The term sterile means being free of germs and disease-causing agents. Sterilization refers to the process by which living microorganisms are removed from materials and objects. The goal of product sterilization is to kill all microorganisms and spores. In addition, viruses, prions (infectious proteins), plasmids, and other DNA fragments are destroyed. This makes a sterilized product noninfectious, meaning one cannot catch diseases from it. In modern medicine there are many costs which are “hidden” from the patient, that is to say about which the patients may not be aware, such as sterilizing costs, for example. We’d just like to present you with a small overview here so that you can better understand the costs that a dental clinic incurs since it’s not just the crowns that you pay for.

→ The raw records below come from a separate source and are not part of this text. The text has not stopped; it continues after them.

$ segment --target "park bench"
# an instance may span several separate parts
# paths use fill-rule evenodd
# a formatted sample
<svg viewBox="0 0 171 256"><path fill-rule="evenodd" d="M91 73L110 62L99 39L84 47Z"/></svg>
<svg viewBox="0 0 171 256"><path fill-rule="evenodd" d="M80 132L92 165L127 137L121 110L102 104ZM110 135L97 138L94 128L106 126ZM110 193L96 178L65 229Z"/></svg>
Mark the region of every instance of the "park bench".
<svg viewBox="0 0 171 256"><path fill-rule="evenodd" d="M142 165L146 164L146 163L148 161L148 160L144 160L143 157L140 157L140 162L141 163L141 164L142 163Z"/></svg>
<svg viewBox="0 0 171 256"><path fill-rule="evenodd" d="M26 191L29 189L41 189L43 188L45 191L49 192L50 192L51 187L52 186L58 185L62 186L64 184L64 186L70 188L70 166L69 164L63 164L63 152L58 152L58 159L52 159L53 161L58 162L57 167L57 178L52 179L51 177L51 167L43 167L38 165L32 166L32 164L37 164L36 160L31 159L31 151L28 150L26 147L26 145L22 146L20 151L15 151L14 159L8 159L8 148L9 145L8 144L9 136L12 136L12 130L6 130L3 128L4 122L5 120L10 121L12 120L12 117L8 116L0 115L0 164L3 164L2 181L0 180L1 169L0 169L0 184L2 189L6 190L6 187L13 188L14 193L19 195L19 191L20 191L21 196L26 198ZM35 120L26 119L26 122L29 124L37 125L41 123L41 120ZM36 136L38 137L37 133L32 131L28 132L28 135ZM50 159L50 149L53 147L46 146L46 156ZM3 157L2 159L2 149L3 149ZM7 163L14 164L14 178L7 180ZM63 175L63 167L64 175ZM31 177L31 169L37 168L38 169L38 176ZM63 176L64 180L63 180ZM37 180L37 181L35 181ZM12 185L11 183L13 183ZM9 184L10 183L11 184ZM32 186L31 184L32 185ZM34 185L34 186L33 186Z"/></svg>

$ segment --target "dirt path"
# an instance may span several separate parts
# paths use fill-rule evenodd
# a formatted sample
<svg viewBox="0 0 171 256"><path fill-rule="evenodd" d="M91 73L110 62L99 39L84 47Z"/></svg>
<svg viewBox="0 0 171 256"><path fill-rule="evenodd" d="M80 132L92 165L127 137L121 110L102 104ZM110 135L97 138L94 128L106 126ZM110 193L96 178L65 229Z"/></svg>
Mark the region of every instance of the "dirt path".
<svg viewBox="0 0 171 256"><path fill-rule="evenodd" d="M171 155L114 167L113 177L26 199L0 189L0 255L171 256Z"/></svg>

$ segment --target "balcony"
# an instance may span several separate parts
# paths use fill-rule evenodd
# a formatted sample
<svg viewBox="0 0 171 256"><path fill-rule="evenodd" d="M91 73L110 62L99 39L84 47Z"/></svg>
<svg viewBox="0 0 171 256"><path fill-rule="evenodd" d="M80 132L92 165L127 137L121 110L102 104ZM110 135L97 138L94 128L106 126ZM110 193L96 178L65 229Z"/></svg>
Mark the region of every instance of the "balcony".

Steam sterilization (heating in an autoclave) is a standard procedure in most hospitals and private setups. Here is the sterilizer being loaded with surgical containers holding items to be sterilized. After sterilization, the containers serve as sterile storage until they are opened for the next patient treatment. The materials to be sterilized are treated under pressure for a certain period of time and at a certain temperature. For prion destruction, the materials being sterilized should be heated to 134°C for 18 minutes at three times atmospheric pressure (43.5 psi). The air in the autoclave interior is completely replaced with steam. These sterile conditions are only guaranteed with category B sterilizers; these create a vacuum inside the sterilizing unit before the process begins. This means that air is sucked out and replaced by steam. This guarantees that the materials being sterilized are completely surrounded by steam, an important requirement for sterilization. After sterilization, the containers are removed from the autoclave and the surgical instruments are prepared for upcoming patient treatment. The picture illustrates a surgical container in which the instruments are neatly stored. Sometimes, the instruments are sealed inside a special paper package that allows for short-term sterile storage. However, if the package is damaged, the instrument immediately becomes nonsterile. Sterile instruments are useless if nonsterile covers are used. There are different options in terms of sterile covers. The use of disposable covers is safe as these are sterilized by manufacturers through radiation and are thus free of germs. Prior to surgery, the instruments are sorted on a sterile disposable cover that serves as padding.